# Algebra

• Nov 7th 2006, 03:38 PM
Rimas
Algebra
If:
X+1/X=4

then what is the value of

X^3+1/x^3
• Nov 7th 2006, 03:44 PM
Dergyll
Hi

Im just going to do this the classic/stupid way.

Solve for x in x+1/x=4 and you get x=1/3, then substitude it into the other equation and bam you got the answer.

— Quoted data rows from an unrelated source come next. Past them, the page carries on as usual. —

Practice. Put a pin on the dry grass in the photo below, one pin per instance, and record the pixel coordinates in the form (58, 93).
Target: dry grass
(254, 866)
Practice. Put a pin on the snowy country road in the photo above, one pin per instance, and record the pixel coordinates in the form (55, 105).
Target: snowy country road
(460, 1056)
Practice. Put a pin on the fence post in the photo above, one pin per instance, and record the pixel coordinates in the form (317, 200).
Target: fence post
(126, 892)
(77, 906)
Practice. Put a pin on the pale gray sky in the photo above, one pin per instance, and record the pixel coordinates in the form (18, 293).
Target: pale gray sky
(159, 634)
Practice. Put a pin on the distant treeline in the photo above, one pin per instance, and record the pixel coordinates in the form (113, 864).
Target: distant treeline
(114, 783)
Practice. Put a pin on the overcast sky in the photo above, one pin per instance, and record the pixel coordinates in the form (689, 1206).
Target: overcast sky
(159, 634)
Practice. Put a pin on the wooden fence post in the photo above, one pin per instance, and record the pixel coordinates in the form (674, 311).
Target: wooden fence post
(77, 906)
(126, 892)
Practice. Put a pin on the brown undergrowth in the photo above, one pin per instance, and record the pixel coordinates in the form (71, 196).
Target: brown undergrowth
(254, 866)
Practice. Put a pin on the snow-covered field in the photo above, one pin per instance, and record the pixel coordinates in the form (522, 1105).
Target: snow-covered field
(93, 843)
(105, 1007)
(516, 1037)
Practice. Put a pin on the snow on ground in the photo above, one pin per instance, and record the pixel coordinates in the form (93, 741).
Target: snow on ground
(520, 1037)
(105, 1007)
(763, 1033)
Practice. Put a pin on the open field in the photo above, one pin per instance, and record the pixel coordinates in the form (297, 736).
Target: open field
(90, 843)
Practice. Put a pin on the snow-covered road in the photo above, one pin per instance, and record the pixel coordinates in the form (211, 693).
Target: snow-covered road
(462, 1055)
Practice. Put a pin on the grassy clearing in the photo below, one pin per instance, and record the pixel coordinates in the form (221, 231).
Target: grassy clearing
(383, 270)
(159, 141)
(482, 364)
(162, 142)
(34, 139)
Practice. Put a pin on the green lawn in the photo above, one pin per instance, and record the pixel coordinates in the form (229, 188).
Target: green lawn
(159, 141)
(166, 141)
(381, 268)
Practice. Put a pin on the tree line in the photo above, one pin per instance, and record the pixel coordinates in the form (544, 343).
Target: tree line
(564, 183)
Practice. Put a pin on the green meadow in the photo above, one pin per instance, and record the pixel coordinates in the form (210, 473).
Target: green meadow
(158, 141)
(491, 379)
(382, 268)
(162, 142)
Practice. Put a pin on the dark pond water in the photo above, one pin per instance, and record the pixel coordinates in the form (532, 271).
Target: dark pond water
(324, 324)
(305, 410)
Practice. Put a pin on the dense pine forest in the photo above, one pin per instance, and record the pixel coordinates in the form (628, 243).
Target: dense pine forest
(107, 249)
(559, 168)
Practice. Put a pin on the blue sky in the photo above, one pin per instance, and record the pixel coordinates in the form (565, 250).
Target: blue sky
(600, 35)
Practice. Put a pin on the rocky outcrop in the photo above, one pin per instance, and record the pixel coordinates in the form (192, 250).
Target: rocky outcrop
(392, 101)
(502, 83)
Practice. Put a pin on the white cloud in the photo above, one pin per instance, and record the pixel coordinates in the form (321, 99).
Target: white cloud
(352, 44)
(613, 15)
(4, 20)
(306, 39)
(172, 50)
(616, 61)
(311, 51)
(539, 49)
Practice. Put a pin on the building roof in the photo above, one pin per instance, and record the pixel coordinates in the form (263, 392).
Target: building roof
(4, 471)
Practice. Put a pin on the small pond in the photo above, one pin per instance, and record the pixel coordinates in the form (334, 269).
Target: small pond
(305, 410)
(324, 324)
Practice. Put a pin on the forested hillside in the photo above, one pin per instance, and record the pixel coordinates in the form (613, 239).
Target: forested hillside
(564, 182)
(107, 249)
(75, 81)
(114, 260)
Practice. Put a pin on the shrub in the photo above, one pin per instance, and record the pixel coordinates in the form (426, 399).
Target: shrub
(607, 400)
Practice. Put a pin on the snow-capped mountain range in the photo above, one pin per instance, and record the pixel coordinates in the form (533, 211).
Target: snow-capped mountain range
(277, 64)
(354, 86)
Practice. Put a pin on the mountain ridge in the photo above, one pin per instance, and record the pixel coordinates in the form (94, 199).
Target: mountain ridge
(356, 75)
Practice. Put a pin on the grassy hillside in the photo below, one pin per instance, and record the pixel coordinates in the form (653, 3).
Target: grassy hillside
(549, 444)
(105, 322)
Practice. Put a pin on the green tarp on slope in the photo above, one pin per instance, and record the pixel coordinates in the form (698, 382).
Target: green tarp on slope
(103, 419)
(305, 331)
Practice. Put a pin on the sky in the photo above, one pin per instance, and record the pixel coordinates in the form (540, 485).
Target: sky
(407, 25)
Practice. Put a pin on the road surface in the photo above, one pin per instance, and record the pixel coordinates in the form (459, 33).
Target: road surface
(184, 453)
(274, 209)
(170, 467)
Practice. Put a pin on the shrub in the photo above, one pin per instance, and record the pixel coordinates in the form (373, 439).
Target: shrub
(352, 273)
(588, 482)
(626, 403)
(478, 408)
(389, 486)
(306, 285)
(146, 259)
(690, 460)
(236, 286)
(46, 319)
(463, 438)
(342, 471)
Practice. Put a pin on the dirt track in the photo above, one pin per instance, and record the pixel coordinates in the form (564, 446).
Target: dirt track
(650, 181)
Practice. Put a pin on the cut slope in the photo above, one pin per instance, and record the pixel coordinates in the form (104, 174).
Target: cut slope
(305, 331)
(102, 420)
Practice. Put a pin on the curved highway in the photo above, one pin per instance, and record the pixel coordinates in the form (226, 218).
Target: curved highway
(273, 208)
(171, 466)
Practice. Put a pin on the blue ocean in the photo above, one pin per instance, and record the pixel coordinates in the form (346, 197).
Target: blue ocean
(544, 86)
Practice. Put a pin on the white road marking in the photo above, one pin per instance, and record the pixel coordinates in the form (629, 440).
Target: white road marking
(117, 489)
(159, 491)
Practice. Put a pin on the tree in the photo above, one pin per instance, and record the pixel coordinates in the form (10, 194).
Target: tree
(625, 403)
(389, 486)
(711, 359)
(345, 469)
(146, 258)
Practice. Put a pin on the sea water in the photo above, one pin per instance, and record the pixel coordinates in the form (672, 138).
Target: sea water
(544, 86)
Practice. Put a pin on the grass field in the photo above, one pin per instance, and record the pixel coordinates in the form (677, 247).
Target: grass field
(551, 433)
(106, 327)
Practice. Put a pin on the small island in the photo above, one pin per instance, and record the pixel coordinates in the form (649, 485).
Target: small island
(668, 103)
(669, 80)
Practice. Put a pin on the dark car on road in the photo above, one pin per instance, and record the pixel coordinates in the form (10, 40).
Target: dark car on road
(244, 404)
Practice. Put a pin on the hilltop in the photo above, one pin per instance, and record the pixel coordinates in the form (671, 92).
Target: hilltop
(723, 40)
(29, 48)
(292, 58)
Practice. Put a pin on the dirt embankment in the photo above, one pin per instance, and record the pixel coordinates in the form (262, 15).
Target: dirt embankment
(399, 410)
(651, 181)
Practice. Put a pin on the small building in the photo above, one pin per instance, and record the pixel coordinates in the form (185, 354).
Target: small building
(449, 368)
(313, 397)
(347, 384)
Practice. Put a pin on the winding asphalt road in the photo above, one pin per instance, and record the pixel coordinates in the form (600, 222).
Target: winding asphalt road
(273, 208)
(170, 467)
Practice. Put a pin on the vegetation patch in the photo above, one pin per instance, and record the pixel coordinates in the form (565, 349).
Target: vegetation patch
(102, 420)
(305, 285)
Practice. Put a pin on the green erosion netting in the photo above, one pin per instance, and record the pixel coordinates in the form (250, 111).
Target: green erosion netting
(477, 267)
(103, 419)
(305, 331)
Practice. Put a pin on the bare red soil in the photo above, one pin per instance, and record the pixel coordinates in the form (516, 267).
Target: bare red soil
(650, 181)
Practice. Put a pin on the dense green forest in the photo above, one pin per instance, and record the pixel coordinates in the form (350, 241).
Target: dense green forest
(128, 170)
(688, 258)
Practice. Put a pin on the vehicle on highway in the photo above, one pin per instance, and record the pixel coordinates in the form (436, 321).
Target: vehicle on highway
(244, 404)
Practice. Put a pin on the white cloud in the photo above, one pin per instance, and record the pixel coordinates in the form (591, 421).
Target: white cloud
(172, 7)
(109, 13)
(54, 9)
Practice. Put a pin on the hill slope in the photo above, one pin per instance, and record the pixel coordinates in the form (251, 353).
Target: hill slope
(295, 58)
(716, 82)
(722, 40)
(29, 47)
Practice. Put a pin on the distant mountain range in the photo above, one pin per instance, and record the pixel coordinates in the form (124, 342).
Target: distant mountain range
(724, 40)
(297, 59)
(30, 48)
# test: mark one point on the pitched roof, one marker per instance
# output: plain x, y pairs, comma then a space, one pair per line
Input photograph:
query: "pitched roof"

THere's probably a better, more efficient way though...

Derg
• Nov 7th 2006, 04:23 PM
Soroban
Hello, Rimas!

This problem has a spectacular solution . . .

Quote:

If $\displaystyle x + \frac{1}{x} \,=\,4$

then what is the value of $\displaystyle x^3 + \frac{1}{x^3}$

Cube the equation: .$\displaystyle \left(x + \frac{1}{x}\right)^3\;=\;4^3$

We have: .$\displaystyle x^3 + 3x^2\!\cdot\!\frac{1}{x} + 3x\!\cdot\!\frac{1}{x^2} + \frac{1}{x^3} \:= \:64\quad\Rightarrow\quad x^3 + 3x + \frac{3}{x} + \frac{1}{x^3}\:=\:64$

Then: .$\displaystyle x^3 + 3\underbrace{\left(x + \frac{1}{x}\right)}_\downarrow + \frac{1}{x^3} \:=\:64$
. . . . . . . $\displaystyle x^2 + 3(4) + \frac{1}{x^3} \:=\:64$

. . . . . . . . . $\displaystyle x^3 + \frac{1}{x^3} \:=\:52$